September 28, 2004 | David F. Coppedge

Solar Wind Erodes Mars’ Atmosphere

Physics Web has a summary of a report that appeared in Science Sept. 24.1  First results from an experiment on ESA’s Mars Express called Analyzer of Space Plasma and Energetic Atoms (ASPERA-3) are in.  They show that the solar wind penetrates deep into Mars’ atmosphere, as far as 270 km above the Martian surface.  Since Mars has no global magnetic field, the energy of the solar wind strips away hydrogen and oxygen ions.  This means Mars appears to be slowly dehydrating.  Nature Science Update summarized a paper that indicates Mars once had “acid rain and briny seas.”  Surprisingly it calls this “climate ideally suited to life,” presumably because liquid water narrows the temperature.  “A warm planet is good news for the prospect that life once existed there,” it says.
    Meanwhile, back on the surface, the Mars Exploration Rovers have been given another six months of work, reports New Scientist.  Spirit and Opportunity are warming up again now that the peak of Martian winter has past.  Mars Global Surveyor took a remarkable image from orbit, showing Spirit and its tracks on the surface.

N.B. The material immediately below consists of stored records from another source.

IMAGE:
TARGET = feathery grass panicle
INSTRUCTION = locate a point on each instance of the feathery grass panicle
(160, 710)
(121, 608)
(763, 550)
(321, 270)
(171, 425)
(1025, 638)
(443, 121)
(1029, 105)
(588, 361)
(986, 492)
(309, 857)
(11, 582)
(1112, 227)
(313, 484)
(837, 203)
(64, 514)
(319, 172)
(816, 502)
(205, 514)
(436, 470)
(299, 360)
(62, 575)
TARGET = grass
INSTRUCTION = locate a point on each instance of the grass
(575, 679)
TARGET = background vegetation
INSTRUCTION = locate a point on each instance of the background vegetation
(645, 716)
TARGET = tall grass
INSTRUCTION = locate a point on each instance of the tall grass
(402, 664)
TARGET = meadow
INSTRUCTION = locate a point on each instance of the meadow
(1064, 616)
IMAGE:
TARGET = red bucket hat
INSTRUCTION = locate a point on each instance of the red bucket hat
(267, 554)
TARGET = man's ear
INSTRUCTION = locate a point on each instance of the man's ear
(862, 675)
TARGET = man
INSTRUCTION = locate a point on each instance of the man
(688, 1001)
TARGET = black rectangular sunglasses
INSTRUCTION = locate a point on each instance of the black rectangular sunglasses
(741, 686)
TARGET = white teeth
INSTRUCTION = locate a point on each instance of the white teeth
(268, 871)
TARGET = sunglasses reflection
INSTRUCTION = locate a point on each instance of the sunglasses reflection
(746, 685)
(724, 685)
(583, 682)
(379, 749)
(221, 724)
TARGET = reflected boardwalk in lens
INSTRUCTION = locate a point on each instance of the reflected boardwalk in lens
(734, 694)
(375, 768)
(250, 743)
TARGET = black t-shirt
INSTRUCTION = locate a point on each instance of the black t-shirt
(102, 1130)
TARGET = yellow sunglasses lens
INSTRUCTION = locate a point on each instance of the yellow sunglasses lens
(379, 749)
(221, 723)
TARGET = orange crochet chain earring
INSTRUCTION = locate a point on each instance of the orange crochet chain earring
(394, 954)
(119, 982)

1Lundin et al., “Solar Wind-Induced Atmospheric Erosion at Mars: First Results from ASPERA-3 on Mars Express,” Science, Vol 305, Issue 5692, 1933-1936, 24 September 2004, [DOI: 10.1126/science.1101860].

Astrobiologists are filled with vibrant faith that life emerged from the bowels of hellish conditions, on Earth and on Mars both.  It was a constant theme on the PBS Origins program (see 09/13/2004 headline).  No evidence is required for this religion, just lots of maybes.  That’s why we need these spacecraft and rovers to keep patiently, silently gathering data.  Data have a way of putting dampers on wild speculations.
    The lesson from ASPERA-3 is that the solar wind is a destructive process.  It’s hard to say how long it would have taken to erode Mars’ atmosphere, because nobody was there to see how thick it was at the beginning, and when or if it had a global magnetic field.  Suffice it to say Earth would be similarly in danger if it were not for our global magnetic field protecting us.  That’s one of many factors that should make us consider the meaning of our existence on a very privileged planet.